OGH 6Ob670/90

OGH6Ob670/9011.10.1990

Der Oberste Gerichtshof hat durch den Senatspräsidenten des Obersten Gerichtshofes Dr. Samsegger als Vorsitzenden und durch die Hofräte des Obersten Gerichtshofes Dr. Schobel, Dr. Schlosser, Dr. Redl und Dr. Kellner als weitere Richter in der Vormundschaftssache der mj. Stephanie Madeleine M***, geboren am 5. Mai 1985, infolge "außerordentlichen Revisionsrekurses" der Mutter Edeltraud M***, Geschäftsfrau, Leebgasse 12, 1100 Wien, vertreten durch Dr. Armin Kaufmann, Rechtsanwalt in Wien, gegen den Beschluß des Landesgerichtes für Zivilrechtssachen Wien als Rekursgericht vom 3. August 1990, GZ 44 R 517/90-65, womit der Rekurs der Mutter gegen den Beschluß des Bezirksgerichtes Favoriten vom 17. Juli 1990, GZ 2 P 369/85-61, zurückgewiesen wurde, folgenden

Beschluß

gefaßt:

 

Spruch:

Der Revisionsrekurs wird zurückgewiesen.

Text

Begründung

Der M*** DER S*** W*** (B*** für den 10. Bezirk) ist zum Kollisionskurator des Kindes zu dessen Vertretung im Rechtsstreit 2 C 2/89 (= 2 C 10/90a) des Bezirksgerichtes Favoriten bestellt.
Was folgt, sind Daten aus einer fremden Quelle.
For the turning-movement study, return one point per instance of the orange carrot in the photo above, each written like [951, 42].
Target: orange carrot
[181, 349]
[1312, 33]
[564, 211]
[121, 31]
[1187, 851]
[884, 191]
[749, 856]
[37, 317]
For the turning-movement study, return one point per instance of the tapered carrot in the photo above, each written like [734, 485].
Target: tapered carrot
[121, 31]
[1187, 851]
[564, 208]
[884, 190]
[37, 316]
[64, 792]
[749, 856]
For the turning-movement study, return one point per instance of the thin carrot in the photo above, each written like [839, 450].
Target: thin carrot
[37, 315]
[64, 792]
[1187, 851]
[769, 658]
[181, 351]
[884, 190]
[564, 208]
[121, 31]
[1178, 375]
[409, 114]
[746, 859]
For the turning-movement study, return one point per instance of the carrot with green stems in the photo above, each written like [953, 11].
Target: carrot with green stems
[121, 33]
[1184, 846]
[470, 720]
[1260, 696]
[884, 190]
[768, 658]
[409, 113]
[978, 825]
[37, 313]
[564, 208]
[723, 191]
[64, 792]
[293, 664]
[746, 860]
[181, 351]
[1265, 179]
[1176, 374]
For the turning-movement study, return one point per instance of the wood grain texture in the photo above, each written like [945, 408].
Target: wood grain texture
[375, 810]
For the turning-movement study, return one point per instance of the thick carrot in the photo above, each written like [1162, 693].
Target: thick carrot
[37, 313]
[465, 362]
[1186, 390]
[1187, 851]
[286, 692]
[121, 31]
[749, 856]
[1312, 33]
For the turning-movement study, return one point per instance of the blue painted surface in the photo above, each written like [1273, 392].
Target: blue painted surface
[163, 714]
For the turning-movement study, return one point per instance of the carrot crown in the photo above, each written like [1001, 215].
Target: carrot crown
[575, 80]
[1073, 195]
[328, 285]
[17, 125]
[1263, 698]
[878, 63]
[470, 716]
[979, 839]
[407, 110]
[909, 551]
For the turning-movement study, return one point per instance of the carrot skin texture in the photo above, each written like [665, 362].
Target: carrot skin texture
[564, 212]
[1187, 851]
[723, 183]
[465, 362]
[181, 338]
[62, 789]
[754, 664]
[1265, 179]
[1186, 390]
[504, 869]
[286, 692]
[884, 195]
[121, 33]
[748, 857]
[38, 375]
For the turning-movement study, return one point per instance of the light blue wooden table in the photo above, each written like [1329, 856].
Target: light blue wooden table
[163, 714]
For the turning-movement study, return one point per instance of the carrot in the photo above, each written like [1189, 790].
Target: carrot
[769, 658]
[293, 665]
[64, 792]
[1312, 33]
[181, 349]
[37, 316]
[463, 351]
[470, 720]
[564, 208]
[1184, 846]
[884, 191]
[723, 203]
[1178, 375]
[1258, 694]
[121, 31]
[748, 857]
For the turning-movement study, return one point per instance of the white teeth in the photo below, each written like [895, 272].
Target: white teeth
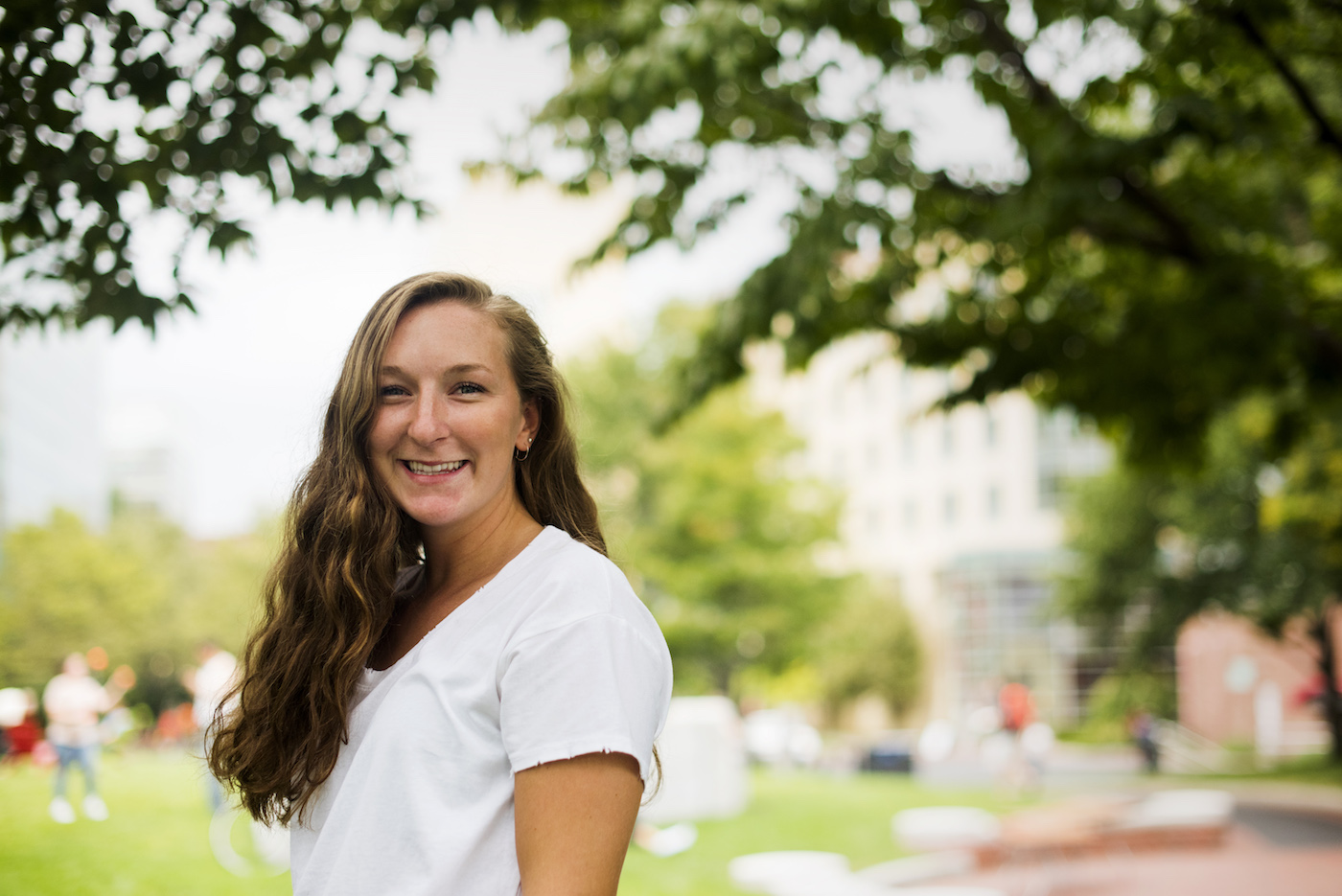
[427, 470]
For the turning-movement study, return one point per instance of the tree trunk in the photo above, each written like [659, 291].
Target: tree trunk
[1328, 667]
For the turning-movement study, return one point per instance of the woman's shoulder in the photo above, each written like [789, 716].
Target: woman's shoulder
[572, 581]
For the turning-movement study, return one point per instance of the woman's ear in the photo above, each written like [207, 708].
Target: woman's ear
[530, 425]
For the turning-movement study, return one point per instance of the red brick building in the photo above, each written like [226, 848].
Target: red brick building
[1238, 685]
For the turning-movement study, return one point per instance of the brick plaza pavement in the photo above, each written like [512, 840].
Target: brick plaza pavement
[1287, 856]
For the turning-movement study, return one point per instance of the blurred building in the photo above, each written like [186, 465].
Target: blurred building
[960, 509]
[143, 460]
[1238, 685]
[51, 448]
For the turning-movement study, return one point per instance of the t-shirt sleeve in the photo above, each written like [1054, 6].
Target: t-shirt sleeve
[592, 685]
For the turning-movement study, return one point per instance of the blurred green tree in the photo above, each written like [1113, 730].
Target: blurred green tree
[1164, 243]
[714, 529]
[1238, 534]
[141, 590]
[114, 114]
[871, 645]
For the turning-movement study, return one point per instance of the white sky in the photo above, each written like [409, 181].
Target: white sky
[234, 395]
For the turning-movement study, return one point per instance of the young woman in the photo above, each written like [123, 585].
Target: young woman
[452, 690]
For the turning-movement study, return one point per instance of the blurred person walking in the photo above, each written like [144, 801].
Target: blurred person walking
[74, 701]
[210, 684]
[1141, 727]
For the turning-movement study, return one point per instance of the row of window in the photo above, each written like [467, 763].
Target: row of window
[908, 448]
[948, 513]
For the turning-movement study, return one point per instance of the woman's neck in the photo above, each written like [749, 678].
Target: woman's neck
[456, 560]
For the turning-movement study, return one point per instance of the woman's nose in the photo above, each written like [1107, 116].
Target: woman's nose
[429, 420]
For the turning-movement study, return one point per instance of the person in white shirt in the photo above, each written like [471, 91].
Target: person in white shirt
[74, 701]
[451, 688]
[210, 684]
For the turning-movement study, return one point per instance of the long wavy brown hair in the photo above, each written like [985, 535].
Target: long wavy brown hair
[329, 594]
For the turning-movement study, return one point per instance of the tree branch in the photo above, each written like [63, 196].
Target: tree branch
[1255, 36]
[1003, 42]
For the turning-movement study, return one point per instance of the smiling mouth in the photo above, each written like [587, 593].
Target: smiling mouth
[432, 470]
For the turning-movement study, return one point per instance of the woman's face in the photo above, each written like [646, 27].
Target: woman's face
[449, 418]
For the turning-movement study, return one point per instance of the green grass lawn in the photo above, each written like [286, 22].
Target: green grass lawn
[798, 811]
[156, 841]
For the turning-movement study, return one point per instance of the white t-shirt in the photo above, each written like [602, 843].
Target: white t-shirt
[73, 704]
[554, 657]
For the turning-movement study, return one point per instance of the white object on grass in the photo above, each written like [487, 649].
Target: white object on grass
[943, 828]
[704, 764]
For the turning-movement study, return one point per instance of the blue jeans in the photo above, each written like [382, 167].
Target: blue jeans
[87, 761]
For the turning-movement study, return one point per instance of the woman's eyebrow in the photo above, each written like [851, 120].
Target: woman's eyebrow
[456, 369]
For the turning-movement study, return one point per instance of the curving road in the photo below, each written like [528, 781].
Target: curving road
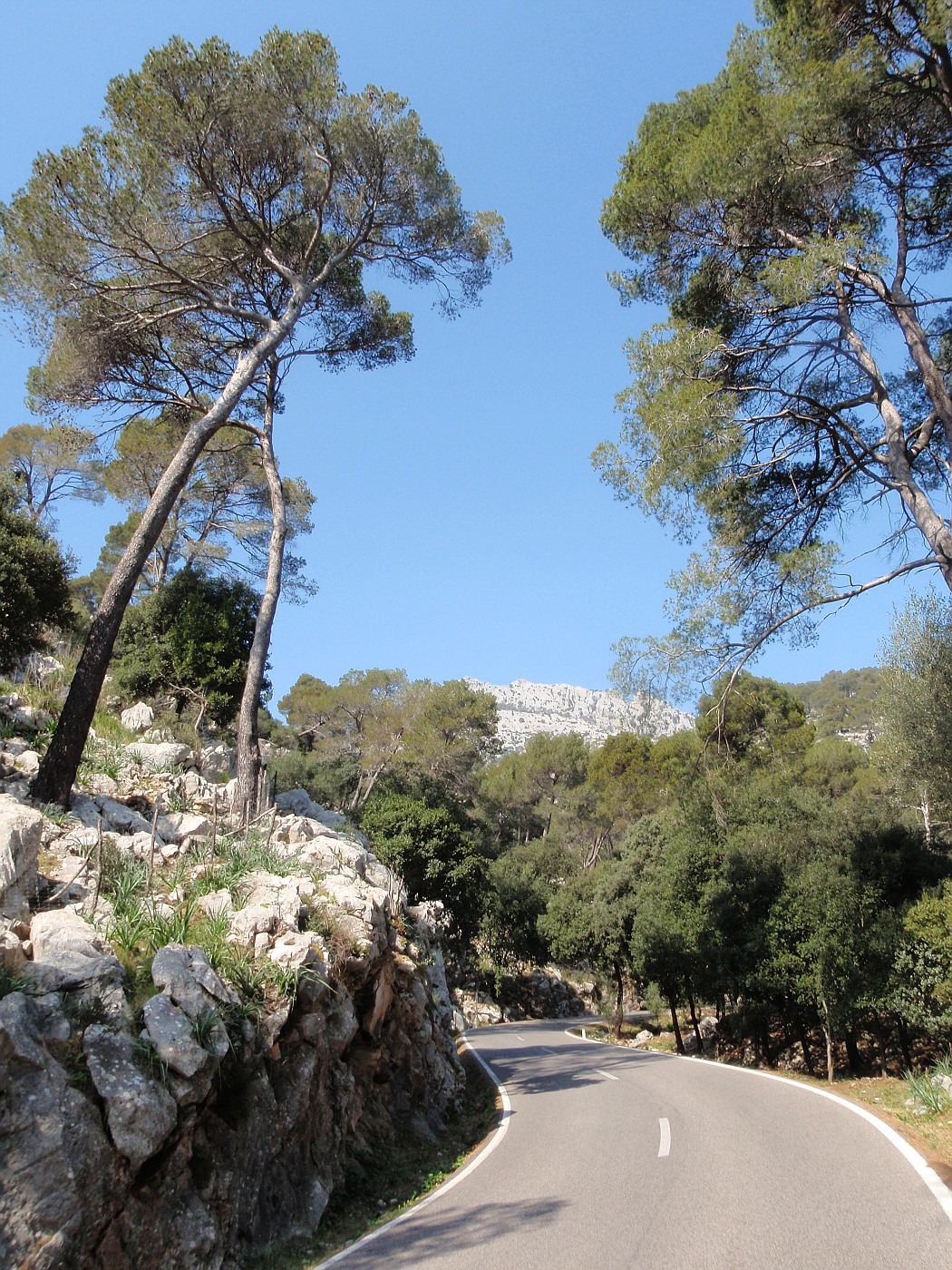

In jenem Verfahren begehrte Werner S***, der frühere Ehegatte der Mutter Edeltraud M***, die Feststellung, daß seine Erklärung vom 23.5.1985 vor dem B*** für den

10. Bezirk als Amtsvormund, der Vater des Kindes zu sein, rechtsunwirksam und er nicht Vater des Kindes sei. Dem Antrag des Kollisionskurators, die Abstandnahme von der Einbringung eines Rechtsmittels gegen das diesem Klagebegehren stattgebende Urteil des Erstgerichtes vom 28.5.1990 pflegschaftsgerichtlich zu genehmigen, gab das Erstgericht mit Beschluß vom 6.7.1990 statt. Gleichzeitig mit dem Rekurs gegen diesen Beschluß beantragte die Mutter am 13.7.1990 zu Protokoll des Erstgerichtes die Enthebung des M*** DER S*** W*** vom Amt des Kollisionskurators sowie die Bestellung eines anderen Widerstreitsachwalters zur Erhebung einer Berufung gegen das genannte Urteil. Diesen Antrag wies das Erstgericht mit Beschluß vom 17.7.1990 ab, gegen den die Mutter am 27.7.1990 Protokollarrekurs erhob. Am 31.7.1990 langte zu 2 C 10/90a des Erstgerichtes eine vom Vertreter der Mutter namens der Minderjährigen am Tag zuvor zur Post gegebene Berufungsschrift ein. Mit Beschluß vom 31.7.1990 gab das Gericht zweiter Instanz dem Rekurs der Mutter gegen den Beschluß vom 6.7.1990 nicht Folge und sprach aus, daß der ordentliche Revisionsrekurs nicht zulässig sei. Diesen ihr am 27.8.1990 (gemeinsam mit dem hier bekämpften Beschluß) zugestellten Beschluß ließ die Mutter in Rechtskraft erwachsen.

Rechtliche Beurteilung

Gegen den Beschluß des Gerichtes zweiter Instanz, mit dem ihr Rekurs gegen den Beschluß vom 17.7.1990 zurückgewiesen wurde, weil sie der Beschwer ermangle, erhob die Mutter der Minderjährigen - da das Rekursgericht ausgesprochen hatte, daß der ordentliche Revisionsrekurs nicht zulässig sei - den "außerordentlichen Revisionsrekurs", der jedenfalls unzulässig ist.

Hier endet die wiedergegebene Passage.